The Stalinists struggle poorly against the skillful jurisprudence of Kravchenko’s book and the whole movement of that nature, after their own gawking in their propaganda method employed by the same capitalist establishment against Nazism and Fascism. They will be victims of these filthy propaganda tricks and rightly so because they have been its accomplices.
They have thus disrupted the whole proceeding of the formation of the new historical consciousness in the proletarian vanguard. They foolishly accept the discussion of whether there is more freedom in Russia than there was in Germany under Hitler or there is today in America. They are no longer up to the criticism and condemnation of bourgeois freedom, that police officers and sellouts are well free to choose. They can’t just say that communists, as far as they’re concerned, choose revolutionary dictatorship, since as far as they are concerned they have traded and exchanged everything, they too have cheated and speculated with the imbecilic slogan of the struggle for freedom tout court, and today it’s just the proverbial snake that bites the charlatan.
It may make an impression that the German opposition communist Heinz Neumann (9), a generous and loyal fighter of the proletariat, ended up silently repressed and his partner (10) was dribbled between the Soviet and Nazi police as were so many other unhappy people, poor human undertow of the sway of great power politics. But reading the poor widow’s account does not make one think about and study the more serious historical problems for the conduct of the proletarian struggle.
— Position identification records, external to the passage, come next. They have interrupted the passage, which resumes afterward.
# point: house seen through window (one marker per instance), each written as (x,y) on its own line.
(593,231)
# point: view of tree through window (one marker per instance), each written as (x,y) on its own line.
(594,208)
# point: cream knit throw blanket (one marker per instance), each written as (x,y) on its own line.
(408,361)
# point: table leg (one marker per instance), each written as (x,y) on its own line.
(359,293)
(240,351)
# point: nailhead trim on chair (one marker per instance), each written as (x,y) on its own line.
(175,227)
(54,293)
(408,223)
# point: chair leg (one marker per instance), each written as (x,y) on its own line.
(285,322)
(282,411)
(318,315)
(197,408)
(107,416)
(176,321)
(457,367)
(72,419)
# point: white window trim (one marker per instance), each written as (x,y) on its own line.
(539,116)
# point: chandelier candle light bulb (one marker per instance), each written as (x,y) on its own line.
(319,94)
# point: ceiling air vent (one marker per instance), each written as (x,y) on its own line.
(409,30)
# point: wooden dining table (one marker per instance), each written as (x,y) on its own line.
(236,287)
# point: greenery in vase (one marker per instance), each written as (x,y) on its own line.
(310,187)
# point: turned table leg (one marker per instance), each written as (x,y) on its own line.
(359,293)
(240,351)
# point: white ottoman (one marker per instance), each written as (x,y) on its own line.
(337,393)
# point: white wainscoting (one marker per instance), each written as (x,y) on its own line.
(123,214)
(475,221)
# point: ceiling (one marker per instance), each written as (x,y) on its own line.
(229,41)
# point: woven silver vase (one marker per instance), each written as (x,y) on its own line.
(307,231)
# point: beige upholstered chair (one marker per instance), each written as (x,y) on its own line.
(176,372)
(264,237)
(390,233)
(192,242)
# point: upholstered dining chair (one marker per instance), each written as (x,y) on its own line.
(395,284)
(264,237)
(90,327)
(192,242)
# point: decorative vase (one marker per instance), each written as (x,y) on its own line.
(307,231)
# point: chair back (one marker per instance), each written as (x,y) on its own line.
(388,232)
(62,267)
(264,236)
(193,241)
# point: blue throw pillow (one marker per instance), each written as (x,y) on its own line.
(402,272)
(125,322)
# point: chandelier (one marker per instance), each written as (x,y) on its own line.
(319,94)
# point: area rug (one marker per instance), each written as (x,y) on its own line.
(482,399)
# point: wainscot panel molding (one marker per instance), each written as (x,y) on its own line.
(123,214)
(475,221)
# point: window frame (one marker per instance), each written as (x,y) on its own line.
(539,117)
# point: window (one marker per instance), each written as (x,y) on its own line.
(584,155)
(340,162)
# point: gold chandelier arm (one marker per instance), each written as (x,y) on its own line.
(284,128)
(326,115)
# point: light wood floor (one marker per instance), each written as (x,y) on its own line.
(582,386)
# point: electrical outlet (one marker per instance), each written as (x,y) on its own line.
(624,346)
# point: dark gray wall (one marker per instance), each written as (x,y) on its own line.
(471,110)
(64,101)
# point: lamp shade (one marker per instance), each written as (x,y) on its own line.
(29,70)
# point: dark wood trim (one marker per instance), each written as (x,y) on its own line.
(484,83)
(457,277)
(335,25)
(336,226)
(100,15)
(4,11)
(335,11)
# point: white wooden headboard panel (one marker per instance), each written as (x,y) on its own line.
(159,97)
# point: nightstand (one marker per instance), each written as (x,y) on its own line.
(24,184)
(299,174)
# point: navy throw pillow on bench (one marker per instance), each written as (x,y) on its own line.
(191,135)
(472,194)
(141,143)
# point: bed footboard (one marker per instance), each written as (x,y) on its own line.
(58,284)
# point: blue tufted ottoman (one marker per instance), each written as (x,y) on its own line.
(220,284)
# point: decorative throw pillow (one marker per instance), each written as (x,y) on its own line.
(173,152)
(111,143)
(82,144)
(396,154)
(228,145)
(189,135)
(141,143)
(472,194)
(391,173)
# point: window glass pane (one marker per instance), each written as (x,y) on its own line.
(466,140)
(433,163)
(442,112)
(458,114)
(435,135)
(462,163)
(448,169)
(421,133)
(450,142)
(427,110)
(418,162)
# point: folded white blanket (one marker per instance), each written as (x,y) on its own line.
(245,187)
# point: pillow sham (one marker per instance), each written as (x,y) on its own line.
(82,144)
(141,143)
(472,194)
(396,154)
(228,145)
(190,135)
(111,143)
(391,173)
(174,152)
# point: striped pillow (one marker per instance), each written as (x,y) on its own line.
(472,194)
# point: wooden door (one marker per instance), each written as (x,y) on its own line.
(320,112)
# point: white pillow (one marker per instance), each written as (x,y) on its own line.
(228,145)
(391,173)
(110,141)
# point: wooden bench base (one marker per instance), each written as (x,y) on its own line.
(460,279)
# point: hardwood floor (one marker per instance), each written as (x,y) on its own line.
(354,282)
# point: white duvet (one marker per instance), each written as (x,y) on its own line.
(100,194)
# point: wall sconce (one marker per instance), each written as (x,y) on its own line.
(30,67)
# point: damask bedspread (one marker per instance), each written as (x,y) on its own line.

Why was it that Russian tactics in Italy in both 1923 and 1943 were all in the style of “fight for freedom, choose freedom, form blocs with liberals of every hue”? - and why, on the other hand, in Germany when Neumann wanted to form a bloc of all anti-fascists against Hitler, the united front for freedom, he was disavowed? - and why again after 1941 did they go back to the cry of the crusade for freedom and the anti-Nazi united front with all the democrats of the world?
These are far weightier questions than whether the individual militant Neumann was kept in a hotel, a prison or a gas chamber, however chilling these images may be.
These are questions that have relevance to the sabotage and defeatism of all the resources of world revolution.
For only communists who have not at every turn chosen something in the enemy camp, who regard bourgeois freedom and bourgeois oppression as the same thing in every situation, can today have the right to spit in the face of the Kravchenkos and the factory that produces them, hidden like the ones that produce atomic bombs in the deserts of New Mexico and Dakota.
1. The prison in which the royal family was held from 1792.
2. This is a reference to the decapitation of Princesse de Lamballe, friend of Marie Antoinette. Lurid but unsubstantiated reports stated that her severed head was taken to a hairdresser in order to restore her recognizable hairstyle.
3. Marie Antoinette was known as Widow Capet after Louis XVI was executed.
4. The massacre of Huguenots (Protestants) instigated by the French government in 1572.
5. Bullets that expand on impact, causing greater damage. First banned by the Hague Conventions of 1899.
6. Stories of atrocities in Belgium, real or alleged, were used to stir anti-German sentiment.
7. Victor Kravchenko, the noted Soviet defector to the US and writer of I Choose Freedom, a classic in the genre of sentimental bourgeois defector memoirs. In 1949 Kravchenko sued the French Communist Party for libel. The case was dubbed “The Trial of the Century”.
8. A reference to the massacre of Polish officers, which the Germans and Russians accused each other of committing.
9. Neumann was arrested April 27, 1937 as part of Stalin’s campaign against German communists and sentenced to death by the Military Collegium of the Supreme Court of the Soviet Union on November 26, 1937. He was shot the same day.
10. Margarete Buber-Neumann‘s autobiography, As Prisoner of Hitler and Stalin, was published in 1949.